Revenu universel : des chiffres qui donnent le vertige

LE MONDE IDEES

21.04.2016
Par Antoine Reverchon

A 1500 euros par adulte et 750 euros par mineur, le revenu de base coûterait 1000 milliards d’euros, soit la moitié du PIB.

Tous les opposants au revenu de base s’accordent à dire qu’une telle mesure coûterait trop cher. Les chiffres bruts sont, il est vrai, assez vertigineux  : un revenu de base de 450 euros pour les 51 millions de Français majeurs et de 255 euros pour les 15 millions de mineurs représenterait 320 milliards d’euros  ; à 800 euros par personne, c’est 450 milliards, soit les dépenses de la Sécurité sociale  ; à 1 500 euros par adulte et 750 euros par mineur, comme le préconisent les partisans d’un ­ ­ «  revenu d’existence  », tel l’économiste et sociologue Bernard Friot (université Paris-Ouest), c’est 1 000 milliards, la moitié du PIB  !

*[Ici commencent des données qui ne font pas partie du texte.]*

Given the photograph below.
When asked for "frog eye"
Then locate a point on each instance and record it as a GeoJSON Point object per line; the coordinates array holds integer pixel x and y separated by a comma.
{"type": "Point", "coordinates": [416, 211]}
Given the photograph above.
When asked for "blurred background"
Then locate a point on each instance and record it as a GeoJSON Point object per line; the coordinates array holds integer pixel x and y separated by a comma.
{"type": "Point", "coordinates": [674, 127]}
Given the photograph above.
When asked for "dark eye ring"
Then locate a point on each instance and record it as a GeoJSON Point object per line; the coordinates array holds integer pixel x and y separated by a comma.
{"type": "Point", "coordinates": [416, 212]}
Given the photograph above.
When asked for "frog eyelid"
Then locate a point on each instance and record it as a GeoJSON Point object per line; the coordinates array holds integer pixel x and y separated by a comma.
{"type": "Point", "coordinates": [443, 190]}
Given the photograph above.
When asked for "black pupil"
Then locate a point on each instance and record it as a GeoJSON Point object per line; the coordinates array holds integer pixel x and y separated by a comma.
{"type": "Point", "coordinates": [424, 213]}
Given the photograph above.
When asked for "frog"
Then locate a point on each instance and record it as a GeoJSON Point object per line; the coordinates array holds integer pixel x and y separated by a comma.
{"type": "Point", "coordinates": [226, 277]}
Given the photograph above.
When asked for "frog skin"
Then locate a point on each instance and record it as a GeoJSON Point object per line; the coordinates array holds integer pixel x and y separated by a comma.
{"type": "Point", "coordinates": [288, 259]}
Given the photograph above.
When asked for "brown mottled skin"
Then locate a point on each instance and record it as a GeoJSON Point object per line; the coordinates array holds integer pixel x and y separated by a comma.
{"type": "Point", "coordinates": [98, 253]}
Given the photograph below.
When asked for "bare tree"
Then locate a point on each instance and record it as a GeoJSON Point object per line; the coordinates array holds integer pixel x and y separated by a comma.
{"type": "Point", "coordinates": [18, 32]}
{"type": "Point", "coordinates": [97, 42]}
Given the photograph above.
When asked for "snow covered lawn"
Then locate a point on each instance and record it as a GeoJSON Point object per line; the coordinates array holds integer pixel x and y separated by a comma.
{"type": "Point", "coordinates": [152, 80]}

L’économiste Pierre Cahuc (Centre de recherche en économie et statistique, Crest), spécialiste du marché du travail, estime que si son montant est bas, le revenu de base ne fera pas mieux que le RSA et les transferts sociaux et fiscaux tels qu’ils existent aujourd’hui  : la nouveauté serait seulement de simplifier le système, ce sur quoi tout le monde est d’accord… à ceci près que chaque niche fiscale ou sociale a ses défenseurs. Mais si son montant est élevé, ajoute Bruno Palier ­ (Sciences-Po), spécialiste de la protection sociale, comment le financer  ? En supprimant les prestations sociales  ? Cela reviendrait à appliquer le programme ultralibéral, alors que la société a plus que jamais besoin d’investissements publics dans l’éducation, la santé, la dépendance, le logement…

Piège politique

Les partisans du revenu de base rétorquent que ces sommes ne s’ajoutent pas aux budgets existants, mais remplacent nombre d’entre eux. La technique de l’impôt négatif, dit Gaspard ­Koenig, transfère le produit de l’impôt des poches de l’Etat et des administrations sociales à celles des contribuables. Selon le Mouvement français pour le revenu de base (MFRB), le revenu de base se substituerait à la plupart des aides sociales, aux subventions des entreprises en faveur de l’emploi, aux allocations et au quotient familial – remplacé par le forfait enfant.
Les partisans du revenu d’existence, quant à eux, estiment que des marges de manœuvre fiscales existent (en mettant fin à la fraude et à l’évasion fiscales) et que les banques centrales peuvent s’affranchir des règles budgétaires en versant directement de l’argent dans les poches des citoyens  : c’est ce que l’économiste australien Steve Keen nomme le «  quantitative easing for the ­people  » («  la création de richesse pour le peuple  »).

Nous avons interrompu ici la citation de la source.